Paniagua had just learned that he'll be moving at the end of June. After several years making a home in the Continental Gin Lofts in a live/work studio space, the landlord is raising the rent, which is forcing quite a few of the longtime artists out of the space. For Paniagua, this marks the beginning of a transformative "hustle" period of his life.
"This is my breakout year," he says. "I'm thinking maybe I'll move to Mexico City or maybe I'll go live at The Bridge and teach homeless people how to make art. I'm not sure yet, but I have a good feeling about what comes next."
What for another man might seem like misguided self-confidence follows a pattern for Paniagua, who crafted a career in bold defiance to the path of graduate programs or traditional visual arts training. He doesn't hold an MFA in painting; in fact, he never finished high school. His childhood was spent ricocheting across Texas and California, occasionally living amidst gang culture.

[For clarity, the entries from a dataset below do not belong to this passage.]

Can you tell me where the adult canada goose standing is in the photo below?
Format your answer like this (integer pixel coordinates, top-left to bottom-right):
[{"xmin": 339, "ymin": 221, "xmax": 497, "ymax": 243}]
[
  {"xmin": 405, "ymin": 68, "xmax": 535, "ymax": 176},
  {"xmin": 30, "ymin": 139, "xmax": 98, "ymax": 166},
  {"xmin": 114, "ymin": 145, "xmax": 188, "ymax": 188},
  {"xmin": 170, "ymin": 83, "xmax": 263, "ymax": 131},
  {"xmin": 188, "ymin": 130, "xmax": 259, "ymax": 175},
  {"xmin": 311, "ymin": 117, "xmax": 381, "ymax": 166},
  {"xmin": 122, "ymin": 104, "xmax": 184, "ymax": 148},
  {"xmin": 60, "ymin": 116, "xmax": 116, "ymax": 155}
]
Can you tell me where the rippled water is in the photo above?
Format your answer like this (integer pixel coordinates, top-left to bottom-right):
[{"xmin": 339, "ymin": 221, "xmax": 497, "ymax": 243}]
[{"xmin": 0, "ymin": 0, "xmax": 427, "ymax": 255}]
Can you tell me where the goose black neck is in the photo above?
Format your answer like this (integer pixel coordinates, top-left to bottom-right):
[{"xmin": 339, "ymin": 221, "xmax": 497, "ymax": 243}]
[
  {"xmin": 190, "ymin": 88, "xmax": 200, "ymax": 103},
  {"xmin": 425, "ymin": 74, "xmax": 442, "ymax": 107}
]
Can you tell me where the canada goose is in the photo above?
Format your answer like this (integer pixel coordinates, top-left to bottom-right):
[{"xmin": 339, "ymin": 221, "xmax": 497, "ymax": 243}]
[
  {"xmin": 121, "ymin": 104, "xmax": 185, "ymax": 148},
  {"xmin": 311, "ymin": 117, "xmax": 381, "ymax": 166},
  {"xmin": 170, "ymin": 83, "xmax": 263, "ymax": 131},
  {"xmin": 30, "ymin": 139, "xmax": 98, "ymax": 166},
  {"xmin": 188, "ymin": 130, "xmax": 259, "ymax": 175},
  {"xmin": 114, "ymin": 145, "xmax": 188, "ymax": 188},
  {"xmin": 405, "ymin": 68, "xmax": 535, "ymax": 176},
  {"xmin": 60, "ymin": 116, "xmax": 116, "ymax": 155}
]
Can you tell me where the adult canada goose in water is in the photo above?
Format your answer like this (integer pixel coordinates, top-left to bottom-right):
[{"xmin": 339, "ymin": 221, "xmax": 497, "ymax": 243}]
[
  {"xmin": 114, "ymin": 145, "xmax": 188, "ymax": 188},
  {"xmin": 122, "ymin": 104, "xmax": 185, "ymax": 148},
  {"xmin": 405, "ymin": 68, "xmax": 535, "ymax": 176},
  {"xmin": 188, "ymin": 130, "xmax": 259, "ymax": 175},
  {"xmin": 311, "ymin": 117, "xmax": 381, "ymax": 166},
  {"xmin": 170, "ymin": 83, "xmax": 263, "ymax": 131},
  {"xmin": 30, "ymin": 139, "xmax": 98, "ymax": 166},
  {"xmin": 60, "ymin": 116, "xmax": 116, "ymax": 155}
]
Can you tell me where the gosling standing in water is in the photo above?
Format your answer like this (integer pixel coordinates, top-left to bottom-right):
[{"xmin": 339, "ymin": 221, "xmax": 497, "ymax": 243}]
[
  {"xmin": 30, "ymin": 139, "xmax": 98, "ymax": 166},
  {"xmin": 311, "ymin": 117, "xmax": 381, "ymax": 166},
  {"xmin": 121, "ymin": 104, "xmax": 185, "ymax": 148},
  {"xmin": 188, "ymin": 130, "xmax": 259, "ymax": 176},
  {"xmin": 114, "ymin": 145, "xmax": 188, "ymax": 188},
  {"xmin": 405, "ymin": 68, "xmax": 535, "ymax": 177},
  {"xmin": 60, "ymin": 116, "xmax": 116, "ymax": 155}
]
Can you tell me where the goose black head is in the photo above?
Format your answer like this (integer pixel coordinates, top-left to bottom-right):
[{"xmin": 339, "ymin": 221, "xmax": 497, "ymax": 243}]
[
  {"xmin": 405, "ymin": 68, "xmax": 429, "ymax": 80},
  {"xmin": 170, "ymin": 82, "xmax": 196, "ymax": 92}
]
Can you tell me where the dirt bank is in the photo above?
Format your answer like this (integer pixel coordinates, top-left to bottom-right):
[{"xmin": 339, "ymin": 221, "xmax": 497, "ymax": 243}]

"It was crazy and there are things I'm not sure I want to put out into the world," he says. "I don't want to be an artist like [Jean-Michel] Basquiat who capitalized on his poverty. I want people to know me for my work."
Certainly, Paniagua's work is getting out there with recent exhibitions in places as disparate as Houston and Zürich. And it's been well-received across the globe, making this exhibition at the Latino Cultural Center overdue.
Ricardo Paniagua - Retrospective: 2004- 2014 covers the artist's scope of work and presents many never before seen large-scale pieces, ranging from an early project with billboard canvases to his final works made in his Continental Gin studio.
"My art is getting out into the world in ways I'm really happy with, but it can be difficult for a working artist to get recognized in Dallas," he says. "Gallery shows can sometimes be an insider's club for MFA artists. I think this show at the LCC will be a game changer."
That Paniagua would face the loss of his home and his biggest show to date within the same month seems fitting for an artist who built his career on an unstable foundation. But the future doesn't look dubious in his eyes, because he has paintings to create.
"When I have time, I can see my next piece in my mind," Paniagua says. "It's this beautiful blue with gold laced through it. I need to make it. I can't not make it."
See Ricardo Paniagua - Retrospective: 2004- 2014 at the Latino Cultural Center (2600 Live Oak) from July 11- August 30.